Notable quotes / insights
- “I don’t just want to get my kid to the park. I want my kid to feel loved the whole way to the park.”
- “All a tantrum really is is a surge of feelings without skills to manage feelings.”
- “When our kid bites or hits, it often triggers something inside us — we want to stop the feeling inside ourselves as much as we want to stop the behavior.”
- “The most powerful relationship strategy in the world is repair.”
Rapid-fire highlights (Joe’s quick answers)
- Stereotype to retire about dads: “That dads are stupid / dads don’t know anything.”
- Proud recent moment: celebrating his seventh anniversary with his wife (babysitter, time together).
- More vulnerable to say: “I’m sorry” (harder than “I love you”).
- One piece of advice for new dads: “Be patient with yourself — it’s your first time and their first time.”
- Hoped legacy for his son: “My dad had so many people around him that loved him and supported him, and that he loved and served and supported too.”
Practical takeaways / recommendations
- Build or join community: meetups, stroller groups, online dad forums — regular connection reduces isolation and normalizes struggles.
- Play the long game: prioritize connection during stressful moments instead of opting for short-term ease that sacrifices emotional learning.
- Validate feelings + hold limits: acknowledge a child’s distress (“I see you’re upset”) and still follow through with caregiving decisions and structure.
- Practice repair publicly: apologize when you’re wrong; modeling repair teaches children how relationships recover.
- Notice your story: when you react strongly to a child’s behavior, pause and ask what story you’re telling yourself — you’re reacting to that story more than to the child.
Action items & resources mentioned
- Brooklyn Stroll Club — local dad community in Brooklyn (founded by Joe Gonzalez) that grew from informal stroller meetups; model to emulate for creating local fatherhood groups.
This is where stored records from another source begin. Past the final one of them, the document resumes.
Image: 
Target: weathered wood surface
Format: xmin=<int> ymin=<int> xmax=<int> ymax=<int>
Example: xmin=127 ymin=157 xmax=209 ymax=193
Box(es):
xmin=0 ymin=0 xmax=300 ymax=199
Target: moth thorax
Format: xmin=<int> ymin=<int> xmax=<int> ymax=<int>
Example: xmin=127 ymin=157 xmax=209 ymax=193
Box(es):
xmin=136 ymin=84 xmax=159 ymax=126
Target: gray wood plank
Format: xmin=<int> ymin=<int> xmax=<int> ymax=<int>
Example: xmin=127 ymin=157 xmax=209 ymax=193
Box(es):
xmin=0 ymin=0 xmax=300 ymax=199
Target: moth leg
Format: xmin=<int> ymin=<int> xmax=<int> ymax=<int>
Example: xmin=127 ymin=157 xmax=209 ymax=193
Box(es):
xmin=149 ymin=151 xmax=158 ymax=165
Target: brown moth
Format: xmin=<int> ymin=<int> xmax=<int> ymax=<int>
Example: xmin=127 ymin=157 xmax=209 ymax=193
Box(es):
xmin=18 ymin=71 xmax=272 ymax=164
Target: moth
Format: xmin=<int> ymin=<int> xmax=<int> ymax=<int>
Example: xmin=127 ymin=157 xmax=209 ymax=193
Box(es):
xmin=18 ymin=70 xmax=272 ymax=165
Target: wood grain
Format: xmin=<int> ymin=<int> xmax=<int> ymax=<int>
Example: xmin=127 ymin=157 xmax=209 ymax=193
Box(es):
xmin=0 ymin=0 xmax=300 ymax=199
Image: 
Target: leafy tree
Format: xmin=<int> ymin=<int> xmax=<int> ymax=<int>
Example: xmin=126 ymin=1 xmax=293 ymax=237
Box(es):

- Good Inside offerings — Dr. Becky references courses and materials (and seasonal Giveback: Welcome Baby partnership).
- Quick skill practice: next time your child tantrums, try a short script: validate (“I see you’re really upset”), name the goal (“we’re going to the park”), and take one small action toward the goal (move outside, offer a transition).
- Consider modeling repair in low‑stakes moments: say “I’m sorry” when you overreact; notice the relational benefits.
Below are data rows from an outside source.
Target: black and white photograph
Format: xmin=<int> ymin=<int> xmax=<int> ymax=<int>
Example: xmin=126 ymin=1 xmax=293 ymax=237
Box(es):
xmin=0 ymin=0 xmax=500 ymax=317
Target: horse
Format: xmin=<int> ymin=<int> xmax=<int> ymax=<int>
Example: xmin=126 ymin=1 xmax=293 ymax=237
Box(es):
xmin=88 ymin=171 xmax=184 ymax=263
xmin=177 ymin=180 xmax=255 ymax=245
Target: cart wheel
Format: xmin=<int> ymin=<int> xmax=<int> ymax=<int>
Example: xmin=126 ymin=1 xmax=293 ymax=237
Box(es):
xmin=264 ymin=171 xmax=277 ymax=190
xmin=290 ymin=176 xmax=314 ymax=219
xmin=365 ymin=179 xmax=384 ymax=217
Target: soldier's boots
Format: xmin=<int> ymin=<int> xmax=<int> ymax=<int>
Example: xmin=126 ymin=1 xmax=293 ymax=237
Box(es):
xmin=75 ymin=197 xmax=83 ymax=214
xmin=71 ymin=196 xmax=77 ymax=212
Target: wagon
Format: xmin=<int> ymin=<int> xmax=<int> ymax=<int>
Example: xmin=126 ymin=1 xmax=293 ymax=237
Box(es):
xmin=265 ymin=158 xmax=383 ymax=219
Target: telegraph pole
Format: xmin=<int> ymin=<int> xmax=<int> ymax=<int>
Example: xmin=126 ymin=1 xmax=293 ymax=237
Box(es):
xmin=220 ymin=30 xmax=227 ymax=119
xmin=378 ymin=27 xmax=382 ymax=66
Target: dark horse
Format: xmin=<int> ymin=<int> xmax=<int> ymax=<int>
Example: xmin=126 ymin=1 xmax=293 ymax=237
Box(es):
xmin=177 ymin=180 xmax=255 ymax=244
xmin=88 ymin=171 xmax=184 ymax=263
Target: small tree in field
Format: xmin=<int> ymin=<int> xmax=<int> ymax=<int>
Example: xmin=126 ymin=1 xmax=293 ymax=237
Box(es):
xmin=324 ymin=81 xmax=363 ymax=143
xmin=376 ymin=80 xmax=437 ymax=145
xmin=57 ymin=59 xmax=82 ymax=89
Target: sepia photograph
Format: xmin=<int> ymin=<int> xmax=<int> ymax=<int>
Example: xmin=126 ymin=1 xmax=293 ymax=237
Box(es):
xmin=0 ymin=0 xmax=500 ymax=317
Episode logistics & sponsors (brief)
- Host: Dr. Becky Kennedy (Good Inside).
- Guest: Joe Gonzalez, founder of Brooklyn Stroll Club.
- Episode sponsors mentioned: Airbnb, Skylight Calendar, Sony Alpha 7 IV (holiday sale), and Good Inside/Welcome Baby partnership (donation campaign through memberships).
Bottom line: fatherhood is reshaping when men build community and practice emotional availability. Small, repeated choices (validating feelings while holding limits; apologizing when wrong; showing up with other parents) create long-term relational shifts — for children, partners, and fathers themselves.